Last year the UK government took the encouraging step of launching a consultation on their plans to ban the ivory trade in the UK.
Though many people don’t realise it, some trade in ivory is still legal in the UK, for example, antique ivory produced before 1947. Alarmingly, recent evidence has revealed that the UK’s legal ivory market has been used as a cover for trade in illegal ivory.
That’s why we considered the consultation to be so important and encouraged our supporters to have their say too.
Now it’s time for action
It’s now been over two months since the consultation closed. More than 70,000 people took the time to submit their views, with the government reporting an initial ‘overwhelming majority’ supporting a UK ivory trade ban.
We also saw over 60,000 people sign our #StopIvoryTrade petition.
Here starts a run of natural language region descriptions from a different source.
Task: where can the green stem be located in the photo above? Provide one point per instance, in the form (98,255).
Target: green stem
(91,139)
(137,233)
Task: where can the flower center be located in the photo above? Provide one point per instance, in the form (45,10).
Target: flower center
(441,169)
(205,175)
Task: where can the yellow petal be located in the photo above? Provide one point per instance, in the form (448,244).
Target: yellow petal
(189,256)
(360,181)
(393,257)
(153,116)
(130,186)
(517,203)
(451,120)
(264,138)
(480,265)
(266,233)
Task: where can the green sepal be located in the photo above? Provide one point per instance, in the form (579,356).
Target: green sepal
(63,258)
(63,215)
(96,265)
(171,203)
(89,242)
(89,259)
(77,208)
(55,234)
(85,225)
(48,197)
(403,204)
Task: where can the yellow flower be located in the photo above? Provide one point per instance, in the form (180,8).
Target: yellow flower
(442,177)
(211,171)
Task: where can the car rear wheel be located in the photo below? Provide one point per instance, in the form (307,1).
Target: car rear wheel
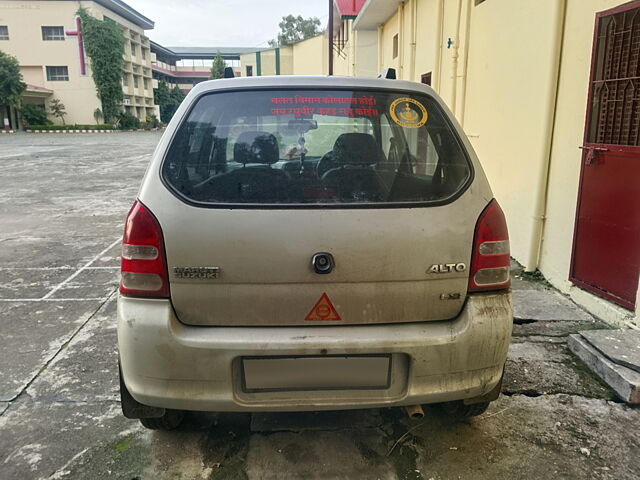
(169,421)
(459,411)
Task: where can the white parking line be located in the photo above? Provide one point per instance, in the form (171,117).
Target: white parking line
(42,269)
(80,270)
(88,299)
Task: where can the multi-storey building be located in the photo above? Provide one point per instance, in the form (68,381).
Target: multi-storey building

It’s clear just how strongly people feel about this issue.
But so far, the government is yet to announce its plans. We’re still waiting to hear what they’re going to do to help stop the ivory trade.
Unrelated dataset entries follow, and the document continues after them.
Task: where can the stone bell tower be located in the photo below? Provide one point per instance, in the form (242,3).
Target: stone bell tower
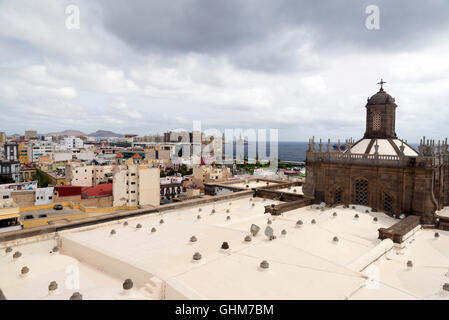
(380,116)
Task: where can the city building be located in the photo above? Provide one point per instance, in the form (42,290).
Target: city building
(380,170)
(136,185)
(72,143)
(205,174)
(80,174)
(30,134)
(24,152)
(10,167)
(2,138)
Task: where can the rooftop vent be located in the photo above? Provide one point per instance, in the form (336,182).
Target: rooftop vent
(269,232)
(128,284)
(53,286)
(76,296)
(197,256)
(254,229)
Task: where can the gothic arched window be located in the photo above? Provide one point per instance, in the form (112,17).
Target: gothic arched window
(361,192)
(338,195)
(376,121)
(387,203)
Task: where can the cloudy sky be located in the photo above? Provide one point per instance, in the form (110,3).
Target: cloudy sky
(143,66)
We’re still hopeful the government will do the right thing, but with more African elephants being poached than born, every day we wait is a day too long.
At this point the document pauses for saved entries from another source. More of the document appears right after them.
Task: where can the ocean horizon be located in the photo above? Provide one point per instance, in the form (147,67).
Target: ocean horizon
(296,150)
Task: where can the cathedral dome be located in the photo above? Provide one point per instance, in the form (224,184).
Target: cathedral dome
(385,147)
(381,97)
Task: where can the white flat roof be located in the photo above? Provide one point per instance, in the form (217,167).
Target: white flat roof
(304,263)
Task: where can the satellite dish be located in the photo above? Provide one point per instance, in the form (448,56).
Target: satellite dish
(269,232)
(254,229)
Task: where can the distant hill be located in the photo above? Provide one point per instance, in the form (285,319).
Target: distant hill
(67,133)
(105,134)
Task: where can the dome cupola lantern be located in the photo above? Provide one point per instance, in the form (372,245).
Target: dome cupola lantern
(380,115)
Help us hold the government to account
We need to keep the issue high on the government’s agenda. By showing publically that we are still waiting for them to act, we can keep the pressure on.
That’s why we’re asking as many people as possible to tweet Defra – the Department for Environment, Food & Rural Affairs, who organised the consultation. Let’s show them that we’re not going to forget elephants, and that we’re relying on them to act quickly.
Sending a tweet is really easy – we’ve even prepared the message for you to send. So all you need to do is click the button, and you’ll be taken through to Twitter ready to send.
If you’re not on Twitter, you can still play a huge part. Please share this article with friends or family to help us spread the word.
The UK must play no part in the elephant poaching crisis. Now is the time for the government to take action to tackle the illegal ivory trade.